Indien l Juli 2023
Im Oktober 2022 haben Projektpartnerin Anisha* und Geschäftsleiterin Inés die beiden Schwestern Anita*, 13 und Rita*, 14, zusammen mit ihren Eltern getroffen. Die Familie gehört zu einem der ärmsten Stämmen Indiens an, den Mushars. In Indien werden sie auch „die Rattenfresser“ genannt.
Wenn sich die Gelegenheit überhaupt anbietet, nehmen die Eltern jeden Job an, sei er auch noch so hart und belastend, um ihren Töchtern eine tägliche Mahlzeit zu ermöglichen. Ihre Lebensumstände sind erbärmlich.
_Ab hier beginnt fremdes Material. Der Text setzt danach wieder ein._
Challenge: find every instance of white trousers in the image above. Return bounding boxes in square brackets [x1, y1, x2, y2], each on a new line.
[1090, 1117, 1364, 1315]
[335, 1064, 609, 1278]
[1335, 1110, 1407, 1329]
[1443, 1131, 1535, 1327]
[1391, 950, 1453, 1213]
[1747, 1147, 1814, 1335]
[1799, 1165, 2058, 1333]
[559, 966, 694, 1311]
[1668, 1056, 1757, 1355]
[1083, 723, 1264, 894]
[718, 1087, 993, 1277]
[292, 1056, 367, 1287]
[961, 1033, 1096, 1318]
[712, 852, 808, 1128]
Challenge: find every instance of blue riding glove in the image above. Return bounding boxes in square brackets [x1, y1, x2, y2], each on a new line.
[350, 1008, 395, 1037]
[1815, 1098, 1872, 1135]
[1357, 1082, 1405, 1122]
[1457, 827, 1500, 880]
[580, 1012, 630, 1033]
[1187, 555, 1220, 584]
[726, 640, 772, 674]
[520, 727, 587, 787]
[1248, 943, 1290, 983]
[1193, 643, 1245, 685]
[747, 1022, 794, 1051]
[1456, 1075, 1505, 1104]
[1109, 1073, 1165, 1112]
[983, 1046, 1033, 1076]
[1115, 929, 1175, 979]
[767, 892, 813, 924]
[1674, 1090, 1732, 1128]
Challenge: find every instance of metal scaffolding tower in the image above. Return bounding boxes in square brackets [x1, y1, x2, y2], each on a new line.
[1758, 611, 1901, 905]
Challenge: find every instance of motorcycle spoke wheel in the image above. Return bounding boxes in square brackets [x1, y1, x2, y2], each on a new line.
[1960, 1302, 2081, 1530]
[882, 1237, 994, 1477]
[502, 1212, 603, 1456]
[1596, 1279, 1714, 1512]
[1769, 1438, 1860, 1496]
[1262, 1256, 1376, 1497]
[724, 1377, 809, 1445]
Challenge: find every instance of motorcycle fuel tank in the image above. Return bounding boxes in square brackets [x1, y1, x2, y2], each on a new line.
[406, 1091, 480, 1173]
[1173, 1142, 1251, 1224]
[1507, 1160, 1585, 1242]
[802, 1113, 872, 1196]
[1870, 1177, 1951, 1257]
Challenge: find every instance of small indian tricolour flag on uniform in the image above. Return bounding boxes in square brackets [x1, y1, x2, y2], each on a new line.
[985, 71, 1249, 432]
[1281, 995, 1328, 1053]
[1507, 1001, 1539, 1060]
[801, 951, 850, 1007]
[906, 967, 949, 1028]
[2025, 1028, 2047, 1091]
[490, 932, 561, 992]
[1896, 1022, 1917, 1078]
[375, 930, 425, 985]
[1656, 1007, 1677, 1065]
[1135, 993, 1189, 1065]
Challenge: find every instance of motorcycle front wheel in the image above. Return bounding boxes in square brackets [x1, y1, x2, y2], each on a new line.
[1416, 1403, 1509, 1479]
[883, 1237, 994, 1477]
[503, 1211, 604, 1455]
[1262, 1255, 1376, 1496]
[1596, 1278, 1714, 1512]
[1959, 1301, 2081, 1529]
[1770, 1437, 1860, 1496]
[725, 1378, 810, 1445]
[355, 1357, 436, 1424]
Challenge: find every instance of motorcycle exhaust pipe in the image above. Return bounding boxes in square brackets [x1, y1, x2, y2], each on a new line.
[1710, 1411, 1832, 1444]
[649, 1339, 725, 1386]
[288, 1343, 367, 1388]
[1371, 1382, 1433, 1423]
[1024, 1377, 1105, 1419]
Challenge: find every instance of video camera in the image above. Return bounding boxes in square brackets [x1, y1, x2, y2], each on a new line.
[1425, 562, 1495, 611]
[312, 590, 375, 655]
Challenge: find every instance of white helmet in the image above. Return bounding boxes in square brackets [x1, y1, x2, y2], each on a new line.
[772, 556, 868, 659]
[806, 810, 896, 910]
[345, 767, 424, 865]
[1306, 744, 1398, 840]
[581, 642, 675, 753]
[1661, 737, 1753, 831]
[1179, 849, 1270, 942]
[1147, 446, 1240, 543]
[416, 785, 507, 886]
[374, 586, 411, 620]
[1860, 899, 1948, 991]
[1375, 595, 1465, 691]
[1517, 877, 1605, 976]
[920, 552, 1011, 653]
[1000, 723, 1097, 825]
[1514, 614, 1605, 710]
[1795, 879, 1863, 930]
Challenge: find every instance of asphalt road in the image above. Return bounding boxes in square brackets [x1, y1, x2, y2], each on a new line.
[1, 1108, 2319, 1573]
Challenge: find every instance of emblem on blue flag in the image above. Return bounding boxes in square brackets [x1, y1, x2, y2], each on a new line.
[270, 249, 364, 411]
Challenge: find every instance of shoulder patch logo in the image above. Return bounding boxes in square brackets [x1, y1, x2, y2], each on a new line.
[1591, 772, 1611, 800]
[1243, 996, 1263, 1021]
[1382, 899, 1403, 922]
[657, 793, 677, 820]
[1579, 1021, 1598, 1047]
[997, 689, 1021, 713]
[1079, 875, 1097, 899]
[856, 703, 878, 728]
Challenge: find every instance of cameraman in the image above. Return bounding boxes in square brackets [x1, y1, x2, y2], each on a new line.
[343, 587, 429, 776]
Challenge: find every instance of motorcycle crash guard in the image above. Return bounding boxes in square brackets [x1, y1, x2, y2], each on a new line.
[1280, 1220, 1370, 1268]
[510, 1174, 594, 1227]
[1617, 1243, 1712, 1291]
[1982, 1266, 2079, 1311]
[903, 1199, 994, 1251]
Armut als Nährboden für Menschenhändler Im Wissen um die vulnerable Situation der Familie, spricht im Mai 2022 ein junger Mann, ein Menschenhändler, die beiden Schwestern auf der Strasse an. Schritt für Schritt gewinnt er ihr Vertrauen. Er ist sehr nett und charmant zu ihnen, schenkt ihnen ein einfaches Mobiltelefon und ist somit im ständigen Kontakt mit ihnen. Die beiden Mädchen sind völlig angetan von seiner Person und begeistert über die neu gewonnene Freundschaft. Im Juli erzählt er ihnen, dass er ihnen in einer grösseren Stadt einen Job organisieren könne. Da die Schwestern um das Leid und die täglichen Strapazen ihrer Eltern aufgrund der finanziellen Not wissen, sind sie für diese Angebot empfänglich. Ohne etwas Böses zu ahnen und ohne die Eltern zu informieren (ihr „Freund“ konnte sie davon überzeugt, es geheim zuhalten), gehen sie mit dem Menschenhändler mit.
Völlig hilflos Doch was sie dann erwartet, ist ein einziger Alptraum. Im Staat Bihar werden sie gefangen gehalten, regelmässig mit Medikamenten sediert und zur Prostitution gezwungen. Während zwei Monaten müssen sie täglich unzählige Männer sexuell bedienen und sind den Miss-handlungen völlig hilflos ausgeliefert.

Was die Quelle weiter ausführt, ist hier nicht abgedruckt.